Видит — девица молодая, голая, с длинными волосами белыми. Сидит, плечиком трясётся, плачет. И такая в ней невинность была, что сердце у Федьки сжалось.
«Держит он её, зверюга, — пронеслось в голове. — ... дитя совсем».
Федька задумал девицу непременно освободить, да выдать изверга окаянного людям на суд. Дождавшись, пока знахарь уйдёт, он подошёл к пленнице.
— Он мучает меня… — голос её был тих. — Помоги... Дай дотронуться… до живого тепла… мне согреться бы…
В тот миг, когда их руки должны были соприкоснуться, воздух застыл. Прекрасное лицо девы исказила гримаса, в которой не было ничего человеческого — только древняя, торжествующая жадность. Хрупкое тело её вытянулось, почернело. Кости затрещали.
Там, где только что сидела она, вздыбилась исполинская, покрытая грубой шерстью туша. Пустые глазницы, залитые чёрными как смоль слезами, уставились на Федьку, а ветвистые рога впились в само небо. Это была сама Трясина, обретшая плоть и голод.
— ДУ-У-УРАК!
Оглушительный рёв ударил по ушам.
На краю поляны стоял знахарь. В его поднятой руке сверкал гребень — крохотная костяная лодочка в бушующем море тьмы.

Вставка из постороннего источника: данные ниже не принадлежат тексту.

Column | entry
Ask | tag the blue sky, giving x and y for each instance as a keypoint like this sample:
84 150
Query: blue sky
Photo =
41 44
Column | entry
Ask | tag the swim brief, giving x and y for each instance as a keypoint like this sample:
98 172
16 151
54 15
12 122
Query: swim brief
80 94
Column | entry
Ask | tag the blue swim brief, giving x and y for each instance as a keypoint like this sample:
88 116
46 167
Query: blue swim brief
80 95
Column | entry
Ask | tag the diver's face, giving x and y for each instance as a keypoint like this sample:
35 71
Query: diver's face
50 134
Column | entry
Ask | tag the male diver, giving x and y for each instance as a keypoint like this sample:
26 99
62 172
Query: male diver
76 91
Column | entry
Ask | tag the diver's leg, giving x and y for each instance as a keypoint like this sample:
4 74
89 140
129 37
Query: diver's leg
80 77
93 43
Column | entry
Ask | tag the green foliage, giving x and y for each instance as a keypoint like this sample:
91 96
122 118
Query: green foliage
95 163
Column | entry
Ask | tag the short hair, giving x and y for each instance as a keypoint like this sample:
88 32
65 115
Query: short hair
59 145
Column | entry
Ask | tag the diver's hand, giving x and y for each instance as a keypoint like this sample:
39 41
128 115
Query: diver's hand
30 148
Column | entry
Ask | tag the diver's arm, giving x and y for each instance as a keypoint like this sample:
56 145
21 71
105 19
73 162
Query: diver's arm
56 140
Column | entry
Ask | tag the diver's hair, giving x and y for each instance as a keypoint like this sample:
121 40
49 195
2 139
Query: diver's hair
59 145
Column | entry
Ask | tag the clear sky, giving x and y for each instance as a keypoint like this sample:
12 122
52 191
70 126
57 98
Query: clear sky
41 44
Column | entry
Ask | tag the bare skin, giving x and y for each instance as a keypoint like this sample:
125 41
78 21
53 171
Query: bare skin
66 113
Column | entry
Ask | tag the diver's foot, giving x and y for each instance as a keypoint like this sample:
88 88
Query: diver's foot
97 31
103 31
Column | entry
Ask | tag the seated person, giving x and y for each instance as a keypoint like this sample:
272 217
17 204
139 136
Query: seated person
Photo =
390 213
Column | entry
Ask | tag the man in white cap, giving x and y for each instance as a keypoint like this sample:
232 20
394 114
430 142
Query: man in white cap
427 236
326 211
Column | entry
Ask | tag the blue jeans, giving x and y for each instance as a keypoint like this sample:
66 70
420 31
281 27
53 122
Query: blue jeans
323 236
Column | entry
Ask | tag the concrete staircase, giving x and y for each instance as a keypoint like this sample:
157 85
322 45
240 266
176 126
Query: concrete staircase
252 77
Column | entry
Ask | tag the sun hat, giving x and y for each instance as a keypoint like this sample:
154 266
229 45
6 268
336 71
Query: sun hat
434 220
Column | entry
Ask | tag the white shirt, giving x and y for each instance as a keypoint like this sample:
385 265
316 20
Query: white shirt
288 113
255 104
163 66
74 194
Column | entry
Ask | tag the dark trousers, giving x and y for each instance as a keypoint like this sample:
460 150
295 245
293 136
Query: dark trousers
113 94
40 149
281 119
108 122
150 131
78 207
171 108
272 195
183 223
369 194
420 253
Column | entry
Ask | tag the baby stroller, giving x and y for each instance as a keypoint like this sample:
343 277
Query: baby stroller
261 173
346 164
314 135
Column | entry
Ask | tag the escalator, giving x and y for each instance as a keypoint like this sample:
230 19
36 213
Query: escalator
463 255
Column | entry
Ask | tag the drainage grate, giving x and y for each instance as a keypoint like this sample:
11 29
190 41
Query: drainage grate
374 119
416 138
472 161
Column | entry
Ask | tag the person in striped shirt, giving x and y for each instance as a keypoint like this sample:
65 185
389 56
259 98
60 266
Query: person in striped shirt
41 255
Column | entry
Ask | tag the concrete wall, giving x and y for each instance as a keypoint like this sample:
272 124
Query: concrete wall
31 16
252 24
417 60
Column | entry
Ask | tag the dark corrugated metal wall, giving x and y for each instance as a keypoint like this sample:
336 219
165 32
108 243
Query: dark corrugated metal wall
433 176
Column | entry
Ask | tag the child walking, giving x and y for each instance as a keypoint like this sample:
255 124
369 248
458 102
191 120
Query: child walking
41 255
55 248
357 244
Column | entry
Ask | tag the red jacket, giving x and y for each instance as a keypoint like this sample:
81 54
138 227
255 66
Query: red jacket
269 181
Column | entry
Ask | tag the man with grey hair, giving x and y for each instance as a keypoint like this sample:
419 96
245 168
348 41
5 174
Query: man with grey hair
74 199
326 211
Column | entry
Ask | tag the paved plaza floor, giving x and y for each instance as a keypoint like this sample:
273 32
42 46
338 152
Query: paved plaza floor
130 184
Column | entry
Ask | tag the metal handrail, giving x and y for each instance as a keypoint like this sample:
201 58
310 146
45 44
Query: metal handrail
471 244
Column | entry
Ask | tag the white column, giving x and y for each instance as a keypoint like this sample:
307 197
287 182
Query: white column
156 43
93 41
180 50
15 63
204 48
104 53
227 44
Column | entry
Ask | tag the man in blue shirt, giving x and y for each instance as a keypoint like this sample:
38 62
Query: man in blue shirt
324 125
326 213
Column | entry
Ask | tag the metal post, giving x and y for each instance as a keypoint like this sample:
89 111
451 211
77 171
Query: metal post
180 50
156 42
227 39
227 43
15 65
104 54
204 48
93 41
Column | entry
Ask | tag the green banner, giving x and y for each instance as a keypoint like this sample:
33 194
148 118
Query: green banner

— Не смотри! — его голос сипел от ярости. — Она предстаёт тем, кого ты жаждешь увидеть! Ты сам вылепил для неё эту личину!
Знахарь надвинулся на существо и швырнул к его подножию свой зипун.
— На! Мою шкуру! Мою плоть! Жри! — крикнул он, опускаясь на колени. — А это… мою память. Мою любовь. Бери. Уговор исполнен. Я отдал тебе всё, что имел, чтобы спасти их от тебя после того пожара! Отпусти их! — он смиренно положил гребень на влажный мох.
Но Хозяин Трясины лишь медленно повернул свою чудовищную голову. Пустые глазницы уперлись в Федьку.
—МА-А-ЛО… — проревел он. — НУЖНА НОВАЯ ПЕЧАТЬ ДЛЯ БОЛОТА. ТОТ, КТО ЗОВЁТ, ДОЛЖЕН И ПЛАТИТЬ.
Он сделал шаг, и земля содрогнулась. Исполинская тень накрыла Федьку, но знахарь бросился наперерез.
—Я СКАЗАЛ, ХВАТИТ!
Он шагнул навстречу чудовищу. Как палач, пришедший казнить самого себя.
— Вечный покой… — его шёпот был почти неслышен.
Чудовище накрыло его. Раздался звук, будто ветер задул последнюю свечу. Не стало ни знахаря, ни зверя — лишь мягкий молочный туман медленно полз в трясину.
Федька очнулся к вечеру. Солнце едва пробивалось сквозь чащу. Болото лежало перед ним обманчиво спокойное.
В деревне Анфиса рассказывала, что сын её выздоровел будто по волшебству. Про Степана Петровича говорили, что он, видно, ушёл в лес навсегда, как и подобает старому знахарю.
Но Федька-то знал правду.
Иногда он ходил к тому болоту. И в туманные рассветы, когда природа стиралась до призрачных контуров, ему чудилось, что на том берегу стоит огромный, как скала, одноухий Лось.